Usually when I’m baking it’s in the early morning hours or the late night and I’m alone. I turn off my podcasts and listen to the rhythmic sounds of the kneading, slapping, and folding dough. I’m in my body. And then, often, I slip into my mind. My favorite daydream is one where I assume the mindset of my kids at their height of play and pretend I’m a famous alchemist mixing things and transforming them. Because isn’t bread the simplest and most magical alchemy in our world today? Flour + water + salt + hands = delicious sustenance.
The granolas that I concoct are the same thing. While I start with a base recipe, I create flavors and re-create memories. A favorite drink? A childhood memory? It comes down to seasonal ingredients paired with complementary spices and textures. When my love affair with cooking began, I always said I’m not a baker. Baking requires precision, which I don’t exactly excel at. Cooking is my artistic and creative expression to the world. Some of us use a canvas, some of us use words, images, etc. To be an artist is to “tinker” – a smidge of this, handful of that, pinches here and there. Going off the roadmap and letting yourself be led by the senses is what drew me to cooking. And after years of baking bread, I’ve found this also in baking. While I do start by measuring my ingredients, a truly good loaf of bread is in the sight, feel, touch of creating it. I add more water or more flour because of the way the loaf looks based on my touch, based on my senses.Ideas, but also feelings and memories, form the flavor profile that go into making a batch of granola.

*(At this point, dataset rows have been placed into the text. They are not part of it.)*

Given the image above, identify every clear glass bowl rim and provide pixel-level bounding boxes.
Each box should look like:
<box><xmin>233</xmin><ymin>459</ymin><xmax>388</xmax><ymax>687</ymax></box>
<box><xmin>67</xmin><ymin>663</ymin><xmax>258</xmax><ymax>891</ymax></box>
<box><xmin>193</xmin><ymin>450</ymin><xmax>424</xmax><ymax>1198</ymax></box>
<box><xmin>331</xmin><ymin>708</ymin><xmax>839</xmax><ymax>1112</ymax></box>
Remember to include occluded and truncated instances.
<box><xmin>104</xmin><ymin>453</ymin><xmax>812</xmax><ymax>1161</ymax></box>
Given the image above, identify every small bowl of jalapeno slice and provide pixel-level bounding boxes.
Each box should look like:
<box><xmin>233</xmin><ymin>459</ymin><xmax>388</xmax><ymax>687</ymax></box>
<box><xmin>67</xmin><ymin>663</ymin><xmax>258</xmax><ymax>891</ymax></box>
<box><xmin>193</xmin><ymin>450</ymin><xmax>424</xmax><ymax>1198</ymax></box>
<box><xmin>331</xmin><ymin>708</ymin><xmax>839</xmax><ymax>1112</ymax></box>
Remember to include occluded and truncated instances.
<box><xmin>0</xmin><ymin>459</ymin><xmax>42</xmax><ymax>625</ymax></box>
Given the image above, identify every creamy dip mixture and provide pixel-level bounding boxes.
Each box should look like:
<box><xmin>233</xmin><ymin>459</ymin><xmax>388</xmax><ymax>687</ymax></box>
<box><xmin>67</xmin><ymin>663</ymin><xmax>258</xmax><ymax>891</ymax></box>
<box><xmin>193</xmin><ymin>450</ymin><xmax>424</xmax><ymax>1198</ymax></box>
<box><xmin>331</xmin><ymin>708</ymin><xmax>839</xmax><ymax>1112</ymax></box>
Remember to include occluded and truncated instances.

And finally, cakes – oh the cakes! I never thought I’d really enjoy baking cakes and I do have a certain approach to cake baking: I pay particular attention to ingredients often using whole grain flours to create texture and flavor in the base. But my mind is always turning on how I can incorporate an herb or a vegetable. How can I blend the flavors blooming all around me on the farm to create unique flavors that you may never have experienced in cake form. And the cakes I bake for people? So much of my love of them goes into that cake I bake for them. I often recall a meal, dessert, or a drink we shared together. I think about the things they love and I try to fold it into the cake batter or frosting. I love creating cakes for people, rather than the baking itself.
So, my point? While baking is a science, I prefer to think of it as a love affair. It allows me to connect with my body, my mind, my spirit, and my heart – and for a moment, someone else, too.